Meilan sends tree samples to the chemical engineers, so they can be run through a custom made reactor. The reactor was built by a team of chemical engineers. In that reactor, which is slightly larger than a refrigerator, the team can create a small amount of fuel from the raw biomass.
“We all sat down and thought of the process — which if we could break down the biomass into smaller molecules at high temperature and immediately remove the oxygen, then we could collect liquid product which would be very valuable,” said professor Rakesh Agrawal. His team said it can take virtually any biomass and turn it into fuel, but poplar wood is among the best materials — along with switchgrass and corn stover, which is left over from the harvest.
“Give us any biomass, and we’ll give you the liquid,” said Agrawal.
The technology gives hopes to a burgeoning biofuel industry. The biggest barrier to widespread biofuel use continues to be cost, especially at a time when it is forced to compete with falling oil and gas prices.
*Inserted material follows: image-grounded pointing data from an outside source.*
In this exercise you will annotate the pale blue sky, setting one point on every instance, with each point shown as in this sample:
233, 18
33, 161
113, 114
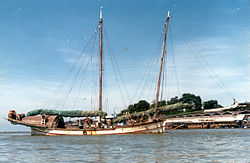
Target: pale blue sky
39, 41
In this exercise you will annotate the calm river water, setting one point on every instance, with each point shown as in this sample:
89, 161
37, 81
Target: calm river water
212, 145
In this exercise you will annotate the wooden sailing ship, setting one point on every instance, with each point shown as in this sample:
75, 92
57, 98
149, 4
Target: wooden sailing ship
53, 124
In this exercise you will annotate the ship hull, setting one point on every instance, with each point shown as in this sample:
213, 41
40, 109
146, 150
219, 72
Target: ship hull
157, 127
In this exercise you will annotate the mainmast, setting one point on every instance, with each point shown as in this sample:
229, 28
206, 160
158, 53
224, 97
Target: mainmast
162, 58
100, 73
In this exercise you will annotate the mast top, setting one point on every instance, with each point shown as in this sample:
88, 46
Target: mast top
101, 12
168, 14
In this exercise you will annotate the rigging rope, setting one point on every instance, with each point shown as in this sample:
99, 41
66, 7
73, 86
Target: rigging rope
57, 90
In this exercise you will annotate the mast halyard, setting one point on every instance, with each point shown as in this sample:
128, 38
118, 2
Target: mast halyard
100, 73
162, 59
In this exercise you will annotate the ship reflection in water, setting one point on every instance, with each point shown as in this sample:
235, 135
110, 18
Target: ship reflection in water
222, 145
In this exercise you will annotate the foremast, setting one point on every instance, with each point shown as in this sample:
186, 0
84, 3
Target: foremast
162, 60
101, 69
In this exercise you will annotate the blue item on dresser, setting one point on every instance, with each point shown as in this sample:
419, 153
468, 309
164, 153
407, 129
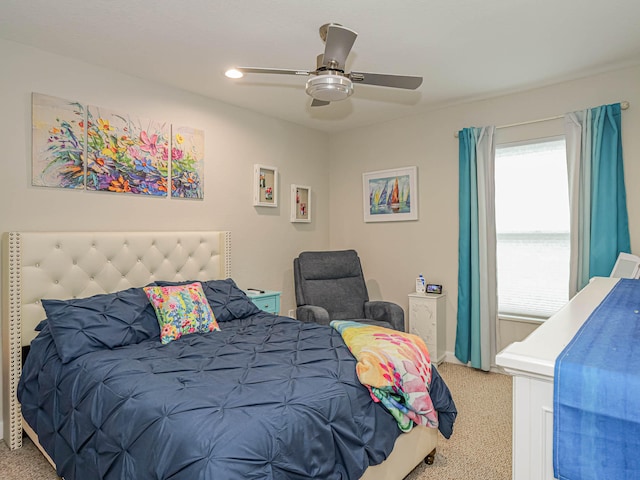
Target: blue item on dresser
597, 393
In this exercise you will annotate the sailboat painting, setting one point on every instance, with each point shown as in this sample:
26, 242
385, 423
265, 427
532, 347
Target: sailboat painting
390, 195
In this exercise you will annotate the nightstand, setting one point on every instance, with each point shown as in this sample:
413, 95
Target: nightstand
269, 301
427, 319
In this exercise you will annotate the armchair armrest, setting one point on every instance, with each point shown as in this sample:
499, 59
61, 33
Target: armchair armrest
312, 313
385, 311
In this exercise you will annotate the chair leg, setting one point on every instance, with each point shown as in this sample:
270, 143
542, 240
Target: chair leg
430, 458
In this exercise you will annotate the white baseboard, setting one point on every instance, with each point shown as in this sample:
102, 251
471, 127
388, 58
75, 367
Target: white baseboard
450, 357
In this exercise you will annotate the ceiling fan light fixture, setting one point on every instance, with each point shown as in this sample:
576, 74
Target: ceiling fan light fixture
233, 73
329, 87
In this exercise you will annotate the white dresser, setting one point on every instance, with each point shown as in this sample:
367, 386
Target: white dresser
427, 319
532, 363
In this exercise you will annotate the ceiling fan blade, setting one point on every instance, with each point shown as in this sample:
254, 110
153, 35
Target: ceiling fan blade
319, 103
386, 80
280, 71
338, 45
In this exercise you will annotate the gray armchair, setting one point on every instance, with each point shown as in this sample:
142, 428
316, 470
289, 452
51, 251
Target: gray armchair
330, 286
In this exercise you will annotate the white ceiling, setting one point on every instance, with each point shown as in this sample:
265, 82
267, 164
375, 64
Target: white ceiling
464, 49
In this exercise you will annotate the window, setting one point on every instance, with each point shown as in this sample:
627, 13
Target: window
532, 227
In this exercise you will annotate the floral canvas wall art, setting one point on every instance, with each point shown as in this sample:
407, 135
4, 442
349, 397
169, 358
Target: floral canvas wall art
126, 154
57, 142
187, 163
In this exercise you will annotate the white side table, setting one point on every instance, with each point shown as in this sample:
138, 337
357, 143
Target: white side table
427, 319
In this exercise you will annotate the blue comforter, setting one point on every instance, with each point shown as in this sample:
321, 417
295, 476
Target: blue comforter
266, 397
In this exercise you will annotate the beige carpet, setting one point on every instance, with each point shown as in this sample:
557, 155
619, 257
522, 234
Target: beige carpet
480, 447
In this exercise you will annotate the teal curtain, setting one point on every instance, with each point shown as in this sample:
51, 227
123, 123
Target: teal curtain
599, 219
477, 284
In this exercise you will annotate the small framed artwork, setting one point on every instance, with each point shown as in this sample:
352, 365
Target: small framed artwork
390, 195
265, 186
300, 203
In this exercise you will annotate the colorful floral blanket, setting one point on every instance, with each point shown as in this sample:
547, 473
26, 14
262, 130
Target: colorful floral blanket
395, 367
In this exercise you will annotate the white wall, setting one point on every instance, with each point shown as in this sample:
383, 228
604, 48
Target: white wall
264, 242
394, 253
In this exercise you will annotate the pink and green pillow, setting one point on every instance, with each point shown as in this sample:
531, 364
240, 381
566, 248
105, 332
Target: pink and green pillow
181, 310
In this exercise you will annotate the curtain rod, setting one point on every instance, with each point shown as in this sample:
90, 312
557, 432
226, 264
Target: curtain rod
623, 106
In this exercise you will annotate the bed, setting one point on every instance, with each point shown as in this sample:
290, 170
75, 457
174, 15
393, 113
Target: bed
88, 438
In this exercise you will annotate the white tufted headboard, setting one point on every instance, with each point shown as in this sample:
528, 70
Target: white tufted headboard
63, 265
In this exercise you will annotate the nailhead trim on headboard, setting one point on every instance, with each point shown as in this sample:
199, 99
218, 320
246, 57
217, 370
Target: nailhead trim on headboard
11, 336
80, 264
However, Purdue plows ahead with research in the field, which includes an agreement with the U.S. Navy bolstering its own green efforts.
That research is similar to this work, but aims to create jet fuel from biomass. As a result, that project is much more selective about which biomass it can use. Agrawal said the biggest difference with his project is the variety of plants he can turn into working fuel. Both projects, however, face significant challenges in making enough of the fuel to test. Still, there is plenty material to test that otherwise is going to little use.
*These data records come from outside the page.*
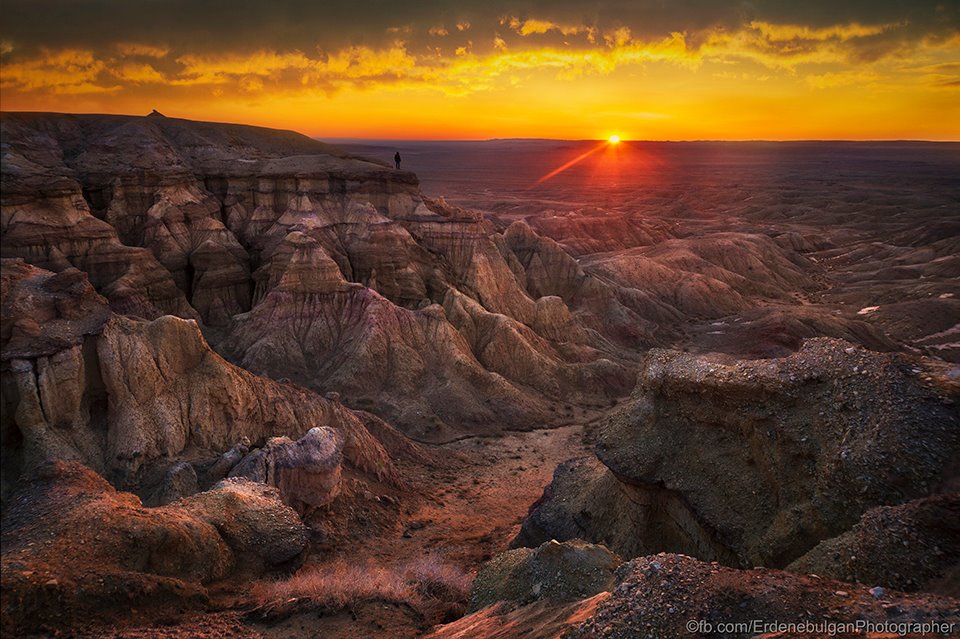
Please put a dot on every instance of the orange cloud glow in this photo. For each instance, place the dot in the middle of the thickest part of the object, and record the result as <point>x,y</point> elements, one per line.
<point>532,78</point>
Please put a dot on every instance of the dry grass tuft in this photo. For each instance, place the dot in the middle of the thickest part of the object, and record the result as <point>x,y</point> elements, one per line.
<point>340,584</point>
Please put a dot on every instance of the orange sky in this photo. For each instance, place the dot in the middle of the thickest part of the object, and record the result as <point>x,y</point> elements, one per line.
<point>529,76</point>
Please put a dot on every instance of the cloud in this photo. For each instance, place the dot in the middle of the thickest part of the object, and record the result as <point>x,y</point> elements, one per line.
<point>815,56</point>
<point>68,71</point>
<point>144,50</point>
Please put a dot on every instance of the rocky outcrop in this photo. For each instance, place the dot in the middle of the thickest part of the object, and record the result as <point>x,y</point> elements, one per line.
<point>566,571</point>
<point>75,549</point>
<point>283,249</point>
<point>677,596</point>
<point>755,462</point>
<point>585,500</point>
<point>910,547</point>
<point>129,397</point>
<point>261,531</point>
<point>669,595</point>
<point>306,471</point>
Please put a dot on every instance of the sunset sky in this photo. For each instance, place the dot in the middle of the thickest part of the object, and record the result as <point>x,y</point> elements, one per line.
<point>647,69</point>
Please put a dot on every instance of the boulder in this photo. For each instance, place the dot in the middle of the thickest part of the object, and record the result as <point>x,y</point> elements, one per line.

“In the U.S., we can collect anywhere from half a billion to a billion tons of biomass every year,” Agrawal said. “If we can convert all of that biomass to liquid fuel, then that much less fossil fuel would be needed.”
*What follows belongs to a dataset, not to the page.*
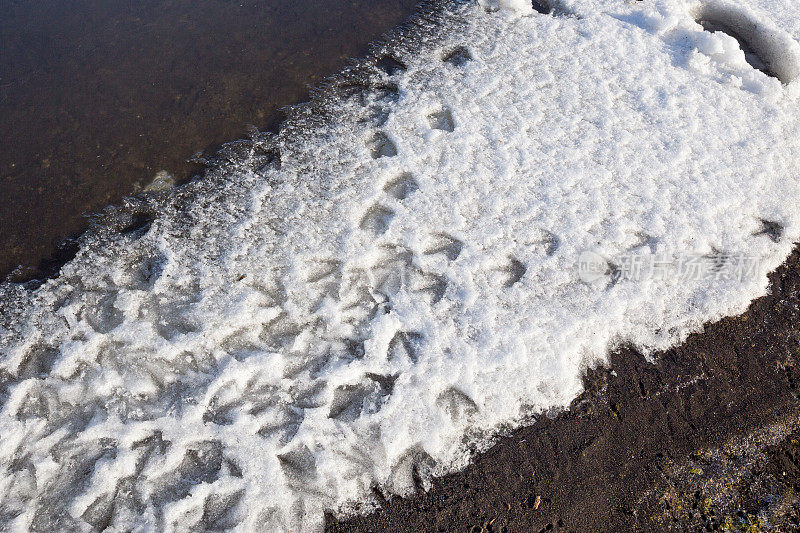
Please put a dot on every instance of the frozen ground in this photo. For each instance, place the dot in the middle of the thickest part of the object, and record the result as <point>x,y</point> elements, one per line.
<point>365,299</point>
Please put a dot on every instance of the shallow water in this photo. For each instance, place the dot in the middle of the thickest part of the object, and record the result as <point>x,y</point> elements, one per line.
<point>97,96</point>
Though burning the fuel would create greenhouse gases much the same as gasoline does, the ability to sidestep fossil fuels is the main attraction. A “closed loop” system, meaning totally renewable with no waste, is also what keeps Meilan hopeful about his work and this project.
“We’re [burning] the fossil fuels and releasing the carbon dioxide into the atmosphere,” said Meilan. “The nice thing about these trees — sure, we’re [burning] a product that’s made from these trees — but these trees can fix the carbon dioxide that’s emitted into the atmosphere back into biomass.”